The upgrade path is not always “spend more.” Sometimes it is switching from an accountant charging £12/employee to a bureau charging £5/employee. Sometimes it is moving from a bureau to DIY software because your new office manager is confident running it.
Match the route to your current team’s capacity, not to a generic recommendation.
Frequently asked questions
How much does UK small business payroll cost?
DIY software: £7-33/month (BrightPay is £139/year for unlimited employees). Accountant-run: £5-15/employee/month. Payroll bureau: £3-10/employee/month.
For a 10-employee business, expect £84-1,800/year depending on the route. The cheapest option is always DIY software, but the cost does not include your time to run it.
Do I need to run payroll if I only have one employee?
Yes, if that employee earns above the Lower Earnings Limit (£123/week in 2024-25).
You must register with HMRC as an employer, operate PAYE, file RTI on or before each payday, and assess the employee for auto-enrolment. The obligations are the same whether you have 1 employee or 49.
HMRC also requires directors to be on payroll even if no tax or NIC is deducted.

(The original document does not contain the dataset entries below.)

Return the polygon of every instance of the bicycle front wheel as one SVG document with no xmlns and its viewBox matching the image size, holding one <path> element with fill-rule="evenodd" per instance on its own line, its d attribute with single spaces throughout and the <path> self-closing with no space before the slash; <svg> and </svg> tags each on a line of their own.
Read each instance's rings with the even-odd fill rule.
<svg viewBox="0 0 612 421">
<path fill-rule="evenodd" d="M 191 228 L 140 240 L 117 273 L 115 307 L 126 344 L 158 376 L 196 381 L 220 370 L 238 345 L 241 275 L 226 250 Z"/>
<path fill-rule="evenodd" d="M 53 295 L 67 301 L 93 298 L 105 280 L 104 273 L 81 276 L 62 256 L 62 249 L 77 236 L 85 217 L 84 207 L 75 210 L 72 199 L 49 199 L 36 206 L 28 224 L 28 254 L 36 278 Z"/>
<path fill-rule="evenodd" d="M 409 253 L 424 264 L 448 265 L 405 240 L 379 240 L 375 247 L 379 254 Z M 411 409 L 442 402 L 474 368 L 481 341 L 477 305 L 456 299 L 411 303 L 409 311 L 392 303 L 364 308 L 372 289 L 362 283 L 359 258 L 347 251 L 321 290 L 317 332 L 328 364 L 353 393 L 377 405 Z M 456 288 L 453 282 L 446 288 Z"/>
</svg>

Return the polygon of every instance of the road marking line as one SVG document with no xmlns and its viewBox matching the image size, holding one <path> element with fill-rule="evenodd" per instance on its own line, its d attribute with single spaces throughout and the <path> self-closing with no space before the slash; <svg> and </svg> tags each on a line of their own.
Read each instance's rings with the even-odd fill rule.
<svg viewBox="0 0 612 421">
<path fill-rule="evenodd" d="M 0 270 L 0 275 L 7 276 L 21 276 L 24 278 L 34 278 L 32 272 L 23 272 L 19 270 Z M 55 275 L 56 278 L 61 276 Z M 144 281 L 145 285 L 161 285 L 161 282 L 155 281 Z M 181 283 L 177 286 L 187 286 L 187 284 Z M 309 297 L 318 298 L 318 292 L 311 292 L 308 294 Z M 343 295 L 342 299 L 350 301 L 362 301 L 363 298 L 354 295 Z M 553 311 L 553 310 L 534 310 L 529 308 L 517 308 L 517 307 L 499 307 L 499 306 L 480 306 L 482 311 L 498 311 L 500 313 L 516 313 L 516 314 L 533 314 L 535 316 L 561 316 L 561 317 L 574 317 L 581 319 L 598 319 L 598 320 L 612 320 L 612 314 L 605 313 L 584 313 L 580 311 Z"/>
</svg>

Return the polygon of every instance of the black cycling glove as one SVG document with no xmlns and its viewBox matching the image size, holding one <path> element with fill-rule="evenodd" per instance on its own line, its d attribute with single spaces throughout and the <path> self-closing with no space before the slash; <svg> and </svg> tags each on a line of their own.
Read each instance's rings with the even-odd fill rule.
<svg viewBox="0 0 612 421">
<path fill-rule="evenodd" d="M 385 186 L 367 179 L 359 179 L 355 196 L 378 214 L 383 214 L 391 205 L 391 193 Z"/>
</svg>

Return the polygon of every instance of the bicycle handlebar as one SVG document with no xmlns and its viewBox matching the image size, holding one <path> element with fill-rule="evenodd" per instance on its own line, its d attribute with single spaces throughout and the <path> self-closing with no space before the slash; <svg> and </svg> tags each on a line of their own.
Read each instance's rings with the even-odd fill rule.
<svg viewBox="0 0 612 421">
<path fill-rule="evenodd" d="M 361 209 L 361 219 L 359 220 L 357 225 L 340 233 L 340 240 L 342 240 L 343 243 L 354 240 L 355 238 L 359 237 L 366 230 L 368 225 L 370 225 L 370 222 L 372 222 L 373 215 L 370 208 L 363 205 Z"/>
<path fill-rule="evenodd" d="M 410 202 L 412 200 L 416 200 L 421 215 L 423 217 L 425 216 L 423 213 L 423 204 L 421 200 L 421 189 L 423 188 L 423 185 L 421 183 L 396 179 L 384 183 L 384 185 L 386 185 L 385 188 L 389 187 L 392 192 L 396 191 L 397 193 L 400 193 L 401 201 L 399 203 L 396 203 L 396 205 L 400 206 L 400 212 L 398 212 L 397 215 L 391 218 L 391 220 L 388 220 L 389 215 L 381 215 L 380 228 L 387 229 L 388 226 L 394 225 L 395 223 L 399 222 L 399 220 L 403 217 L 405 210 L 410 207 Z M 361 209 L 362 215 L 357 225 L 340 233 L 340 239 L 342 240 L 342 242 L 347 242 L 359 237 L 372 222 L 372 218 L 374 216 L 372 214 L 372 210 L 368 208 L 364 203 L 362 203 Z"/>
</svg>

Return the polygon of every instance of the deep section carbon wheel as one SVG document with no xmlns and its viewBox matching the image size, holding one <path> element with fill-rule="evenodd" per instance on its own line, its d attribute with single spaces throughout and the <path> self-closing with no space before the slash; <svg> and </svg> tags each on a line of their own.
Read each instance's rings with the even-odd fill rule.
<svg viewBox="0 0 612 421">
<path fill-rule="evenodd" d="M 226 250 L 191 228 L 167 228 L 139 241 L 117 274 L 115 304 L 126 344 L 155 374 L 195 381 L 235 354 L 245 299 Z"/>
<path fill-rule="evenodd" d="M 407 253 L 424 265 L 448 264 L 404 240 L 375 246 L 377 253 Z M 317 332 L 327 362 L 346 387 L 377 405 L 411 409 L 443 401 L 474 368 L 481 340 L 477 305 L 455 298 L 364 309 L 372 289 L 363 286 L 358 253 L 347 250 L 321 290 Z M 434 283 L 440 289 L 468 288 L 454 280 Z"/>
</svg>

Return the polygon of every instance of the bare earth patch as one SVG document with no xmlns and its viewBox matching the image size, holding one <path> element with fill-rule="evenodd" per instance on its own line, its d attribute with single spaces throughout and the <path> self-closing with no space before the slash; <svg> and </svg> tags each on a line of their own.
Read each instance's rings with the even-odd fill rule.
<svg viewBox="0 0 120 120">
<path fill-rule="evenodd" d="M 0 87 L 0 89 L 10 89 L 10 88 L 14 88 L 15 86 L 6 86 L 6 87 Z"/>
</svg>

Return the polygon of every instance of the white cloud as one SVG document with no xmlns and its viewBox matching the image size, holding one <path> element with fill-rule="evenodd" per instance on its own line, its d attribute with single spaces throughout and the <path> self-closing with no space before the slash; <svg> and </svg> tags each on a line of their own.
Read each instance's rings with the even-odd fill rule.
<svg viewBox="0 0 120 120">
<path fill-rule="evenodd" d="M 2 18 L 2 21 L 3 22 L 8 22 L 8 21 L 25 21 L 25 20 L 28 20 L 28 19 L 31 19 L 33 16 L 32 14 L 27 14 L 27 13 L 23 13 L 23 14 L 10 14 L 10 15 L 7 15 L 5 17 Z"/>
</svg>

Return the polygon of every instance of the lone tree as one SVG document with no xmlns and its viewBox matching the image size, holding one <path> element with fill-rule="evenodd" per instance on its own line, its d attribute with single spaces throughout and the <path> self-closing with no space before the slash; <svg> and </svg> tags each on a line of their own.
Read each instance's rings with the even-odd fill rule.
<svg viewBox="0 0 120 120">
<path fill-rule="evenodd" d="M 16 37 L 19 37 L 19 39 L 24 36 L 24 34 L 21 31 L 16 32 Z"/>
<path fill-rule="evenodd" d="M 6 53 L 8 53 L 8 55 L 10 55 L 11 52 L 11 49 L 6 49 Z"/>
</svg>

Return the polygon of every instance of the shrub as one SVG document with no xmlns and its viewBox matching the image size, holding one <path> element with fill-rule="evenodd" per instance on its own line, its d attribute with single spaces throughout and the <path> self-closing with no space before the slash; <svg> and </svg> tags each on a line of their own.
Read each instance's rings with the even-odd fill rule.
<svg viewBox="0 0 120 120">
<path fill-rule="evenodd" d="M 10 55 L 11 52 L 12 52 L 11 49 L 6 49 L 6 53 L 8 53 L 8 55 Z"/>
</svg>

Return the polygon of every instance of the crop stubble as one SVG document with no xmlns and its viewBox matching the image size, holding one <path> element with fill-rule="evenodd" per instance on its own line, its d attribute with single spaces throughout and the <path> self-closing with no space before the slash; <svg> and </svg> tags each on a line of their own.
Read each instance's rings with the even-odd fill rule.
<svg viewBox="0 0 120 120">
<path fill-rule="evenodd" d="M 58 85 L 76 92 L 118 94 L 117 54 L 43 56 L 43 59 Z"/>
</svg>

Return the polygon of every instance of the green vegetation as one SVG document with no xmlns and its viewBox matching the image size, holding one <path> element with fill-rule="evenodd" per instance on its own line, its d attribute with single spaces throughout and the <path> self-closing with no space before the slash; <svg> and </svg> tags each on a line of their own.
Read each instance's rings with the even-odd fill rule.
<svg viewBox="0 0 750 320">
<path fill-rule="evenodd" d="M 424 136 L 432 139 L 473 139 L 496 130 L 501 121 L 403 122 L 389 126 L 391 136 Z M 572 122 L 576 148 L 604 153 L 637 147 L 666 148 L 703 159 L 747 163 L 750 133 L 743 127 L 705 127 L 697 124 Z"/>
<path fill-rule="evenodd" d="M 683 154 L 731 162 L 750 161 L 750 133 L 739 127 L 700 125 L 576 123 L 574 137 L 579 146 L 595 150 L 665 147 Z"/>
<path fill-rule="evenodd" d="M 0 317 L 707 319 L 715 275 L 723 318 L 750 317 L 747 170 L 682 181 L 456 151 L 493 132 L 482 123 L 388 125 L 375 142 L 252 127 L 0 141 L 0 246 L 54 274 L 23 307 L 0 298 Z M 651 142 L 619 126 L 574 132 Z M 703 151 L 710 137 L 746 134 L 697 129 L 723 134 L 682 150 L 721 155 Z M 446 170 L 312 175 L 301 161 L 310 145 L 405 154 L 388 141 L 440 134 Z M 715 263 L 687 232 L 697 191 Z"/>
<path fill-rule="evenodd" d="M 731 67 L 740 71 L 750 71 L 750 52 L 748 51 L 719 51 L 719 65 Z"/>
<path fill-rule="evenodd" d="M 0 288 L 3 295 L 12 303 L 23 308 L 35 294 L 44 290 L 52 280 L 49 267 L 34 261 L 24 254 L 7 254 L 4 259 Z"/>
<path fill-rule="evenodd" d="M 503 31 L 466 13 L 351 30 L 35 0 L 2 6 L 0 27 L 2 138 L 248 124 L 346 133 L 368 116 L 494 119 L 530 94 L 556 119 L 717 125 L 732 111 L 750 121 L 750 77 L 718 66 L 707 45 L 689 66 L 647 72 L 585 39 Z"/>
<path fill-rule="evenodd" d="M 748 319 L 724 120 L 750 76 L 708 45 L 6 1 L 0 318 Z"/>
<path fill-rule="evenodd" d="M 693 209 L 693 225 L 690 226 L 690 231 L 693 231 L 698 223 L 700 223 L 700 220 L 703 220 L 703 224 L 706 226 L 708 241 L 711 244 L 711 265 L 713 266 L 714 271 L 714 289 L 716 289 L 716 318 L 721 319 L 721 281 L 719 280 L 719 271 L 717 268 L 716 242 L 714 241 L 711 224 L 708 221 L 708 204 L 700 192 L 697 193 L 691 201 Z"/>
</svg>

What happens if I file RTI late?
HMRC issues automatic penalties: £100/month for businesses with 1-9 employees, £200/month for 10-49 employees. Penalties apply from the first late submission in each tax month.
A small business that files 3 months late with 15 employees faces £600 in penalties. Late payment of PAYE and NIC to HMRC incurs separate interest charges and escalating percentage penalties for repeated defaults.
Can I use free payroll software in the UK?
HMRC’s own Basic PAYE Tools is free and handles PAYE for up to 9 employees. It covers RTI filing and basic calculations but does not include auto-enrolment, payslip generation, or year-end reporting.
For most small businesses, a paid tool like BrightPay (£139/year) or Moneysoft (£99/year) is worth the investment because it handles auto-enrolment and generates payslips automatically.
Free tools require more manual work and are prone to gaps.
Methodology and disclosure
Whichapp is an independent comparison site. We do not sell payroll services or software. Pricing data was gathered from provider websites and verified in April 2026.
HMRC penalty figures are based on published HMRC guidance.
We have not directly tested every payroll software product mentioned.
Where we reference user experience, we rely on published reviews and provider documentation rather than hands-on testing. This does not constitute financial, tax, or legal advice.